No, not medical marijuana. Kratom, legal in Florida, is thought to be similar to narcotics.
Published March 6 2015
Updated March 11 2015

After the recent crackdown on prescription and synthetic drugs across the state, authorities are now focusing on controlling an herb currently legal in Florida and believed to elicit the same effects as some narcotics.

Made from the leaves of trees that grow in southeast Asia, kratom is on the radar of many agencies: The U.S. Food and Drug Administration began detaining imported kratom last year, and the Florida Department of Agriculture and Consumer Services ordered grocery and convenience stores to stop selling the products. The U.S. Drug Enforcement Administration also added it to its list of drugs of concern.

In Florida, Sarasota is the only county that has outlawed the herb.

The rest of the state might be next: State Rep. Kristin Jacobs of Coconut Creek filed a bill in January that would make the supplement a controlled substance.

"This is Florida's next crisis," Jacobs said. "We must at some point figure out how to become proactive rather than reactive to these kinds of efforts."

But many kratom users credit the herb for curbing their addictions to pain medication.

"I am concerned," said Tammy Hartman of North Fort Myers. "I don't want to go back to the situation and the mental place that I was at."

In Tampa Bay, kratom is being sold in smoke shops, including in Dunedin, Safety Harbor and St. Pete Beach, said Pinellas sheriff's Capt. Mark Baughman, who oversees the narcotics division.

"I'm hoping something will be done," Baughman said. "I think that because it's still relatively new on the market that we haven't seen all the side effects."

Kratom, also available online, comes in pills, crushed leaves and powder that can be added to drinks. One bottle of capsules containing two doses costs about $20.

Kratom has been used in southeast Asia for decades, according to the DEA. At low doses, it functions as a stimulant that triggers alertness and energy.
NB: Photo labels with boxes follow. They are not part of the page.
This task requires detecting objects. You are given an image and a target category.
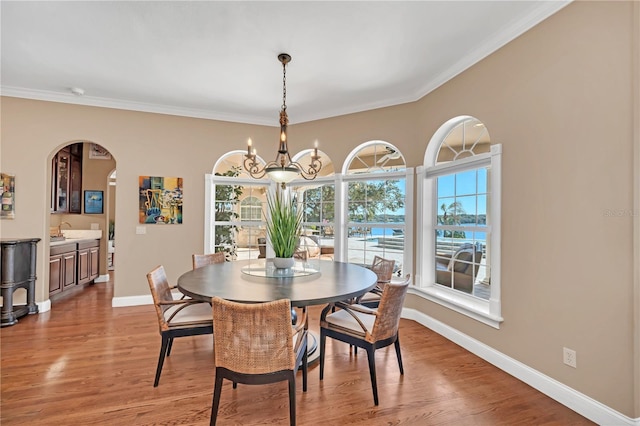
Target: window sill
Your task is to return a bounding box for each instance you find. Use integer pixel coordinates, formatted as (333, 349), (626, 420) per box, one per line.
(408, 285), (504, 329)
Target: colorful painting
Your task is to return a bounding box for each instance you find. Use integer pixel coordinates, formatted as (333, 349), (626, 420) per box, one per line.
(0, 173), (16, 219)
(84, 191), (103, 214)
(140, 176), (182, 225)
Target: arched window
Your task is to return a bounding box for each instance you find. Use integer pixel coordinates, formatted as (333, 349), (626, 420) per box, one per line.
(418, 116), (502, 328)
(340, 140), (413, 276)
(204, 151), (271, 260)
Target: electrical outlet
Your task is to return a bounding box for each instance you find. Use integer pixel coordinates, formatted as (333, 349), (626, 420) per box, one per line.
(562, 348), (578, 368)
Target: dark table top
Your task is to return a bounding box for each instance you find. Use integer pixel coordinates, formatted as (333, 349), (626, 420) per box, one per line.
(178, 260), (377, 306)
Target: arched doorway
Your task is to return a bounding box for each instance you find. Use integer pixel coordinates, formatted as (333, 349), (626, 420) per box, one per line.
(45, 141), (116, 302)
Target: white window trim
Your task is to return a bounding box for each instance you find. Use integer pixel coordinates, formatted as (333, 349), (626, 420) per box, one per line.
(420, 144), (504, 328)
(203, 173), (275, 253)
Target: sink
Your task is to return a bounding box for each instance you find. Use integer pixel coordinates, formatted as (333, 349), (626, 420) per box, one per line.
(62, 229), (102, 240)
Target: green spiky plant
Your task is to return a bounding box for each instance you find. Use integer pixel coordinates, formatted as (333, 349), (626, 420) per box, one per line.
(267, 190), (302, 258)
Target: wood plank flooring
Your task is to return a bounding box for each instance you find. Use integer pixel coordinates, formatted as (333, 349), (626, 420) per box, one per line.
(0, 277), (593, 426)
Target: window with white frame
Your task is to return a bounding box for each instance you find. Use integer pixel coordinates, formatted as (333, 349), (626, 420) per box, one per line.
(288, 150), (336, 260)
(341, 141), (413, 276)
(418, 116), (502, 328)
(204, 151), (271, 260)
(240, 197), (262, 222)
At high doses, kratom can cause sedative effects similar to opiates.

Side effects might include nausea, itching and loss of appetite, the DEA reports, although some cases of psychosis have been documented, including hallucinations and confusion.

Some research suggests kratom can have dangerous interactions if taken with prescription drugs. Jacobs said investigators recently told her about a Santa Rosa County man found dead after taking kratom.

According to the DEA, the supplement has no "legitimate medical use."

Chris Giblin, owner of smoke shops in Holiday and Clearwater, said most of his kratom customers use it to alleviate pain. Since Giblin began selling it more than two years ago, kratom has become one of the most popular products at his stores.

James Morrissette, a Cape Coral distributor, said many kratom users use it to treat fibromyalgia, anxiety and insomnia.

"It's growing," Morrissette said of kratom's popularity. "There's a tremendous amount of interest and it's solving problems with many people's lives."

Morrissette created the Facebook group, "The American Kratom Society," which has more than 1,400 members. Hartman is among them. She took prescription drugs for 10 years to cope with back pain related to a motorcycle crash.

"I had become addicted to it," she said. "I had taken them for so long they weren't working well."

A few years ago, she started taking kratom daily. Her pain is gone and she doesn't feel the grogginess triggered by pills, she said. If kratom is banned in Florida, Hartman, 42, said she will consider moving to another state.

"If this does pass," she said, "it can change my life all over again."